Like a new pronunciation. And then the murmur stilled
in us. It passed us by. It left us here. It no longer felt necessary to look up
if the rain stopped for a while.
The want to look out failed.
I would feel for my eyes, I wld push at the shut lid. Is it
active. I’d run my hand
along the brows,
pushing. Is there a memory there. Will you
rise up in me. You…
It is possible to stop waiting. It is.
What arrives in the end is not silence—not that hem of the vast
emissary. What arrives is hunger.
So you decide it’s better not to want.
You decide it’s too hard to move.
You—how can I tell you this—you
still running to the school bus—humming—late from stopping to feel
the shocking forsythia
which wasn’t even there yesterday—
the sun not a horrible laughter—
the day not a pointless question—no—
all the questions still rimmed with shiny jagged edges,
I see you wanting to touch them all,
running your fingers—
there is so much to know
every day sweeps away more debris,
and the long way round so full—so
promising—
how can I tell you.
There was a mockingbird which returned every year,
or one of its kin,
to a tree when I lived.
And I waited for it. Neither of us could see the cage then. Nobody
could.
Each spring the song rang out & the walls around us & the small yard
amplified the notes. It was a song.
I can feel the notes in the palms of my hands if I try.
They feel what it was to point,
to reach out.
They have erased my hands I think.
Or is it my ears.
I do not try to understand what happened.
I do not recall the smell of Spring.
As it shall not thaw again in my time.
Sometimes I remember roads.
How we were walking down them toward our freedom our refusal.
There were crows rivering overhead observing us.
We flowed in from all the directions. So many faces.
There was a huge movement toward one place, or was it one idea or
wish or need or promise.
We were fascinated by hope.
What was it we moved toward. That feeling dear friend, the toward.
I don’t expect you to remember.
The meeting place. The destination. What we believed.
There was much to be done.
The time was full of wrong.
I will breathe lightly indicating I do not know, I do not
ask to know
how many seconds I have left. There is
a number.
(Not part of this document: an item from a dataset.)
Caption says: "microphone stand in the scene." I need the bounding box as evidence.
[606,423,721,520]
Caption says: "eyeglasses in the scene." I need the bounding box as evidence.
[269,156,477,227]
It is exact.
Call yourself alive? says the light.
Even the dust is deafening.
I feel for it. I’d like to hold enough in my hand
to make—to make—what can still
be made.
Every now and then I imagine that it must be dawn.
Listen, I think, listen.
It’s like a snowstorm, this listening. It fills me up. No,
it is loaded up into me.
I would be its disciple.
I don’t speak because it appears the last word
has been spoken. Regarding this exchange
the last word has been
spoken….

There was a song everyone was singing.
We were walking together toward our unmaking our refusal.
Crows screeched overhead.
We flowed in from all the directions.
I could hear it in the distance.
The together has a strange sound.
Sometimes it was more like a shadow rising from us &
falling back
onto us. We trembled if I remember.
It was a kind of harvest.
We were supposed to recall the smell of Spring.
It was uploaded into us
again and again.
I remember streets, how real they looked each time they appeared
underfoot.
The windows blinked where many of us hid
or thought we hid.
The song was vast it overlooked no one.
What did it promise.
We walked in unison. We prepared to sing. Soon
we wld sing.
The earth was warm beneath our feet.

Jorie Graham

Jorie Graham’s most recent poetry collections are [To] The Last [Be] Human and To 2040. She lives in Massachusetts. (April 2025)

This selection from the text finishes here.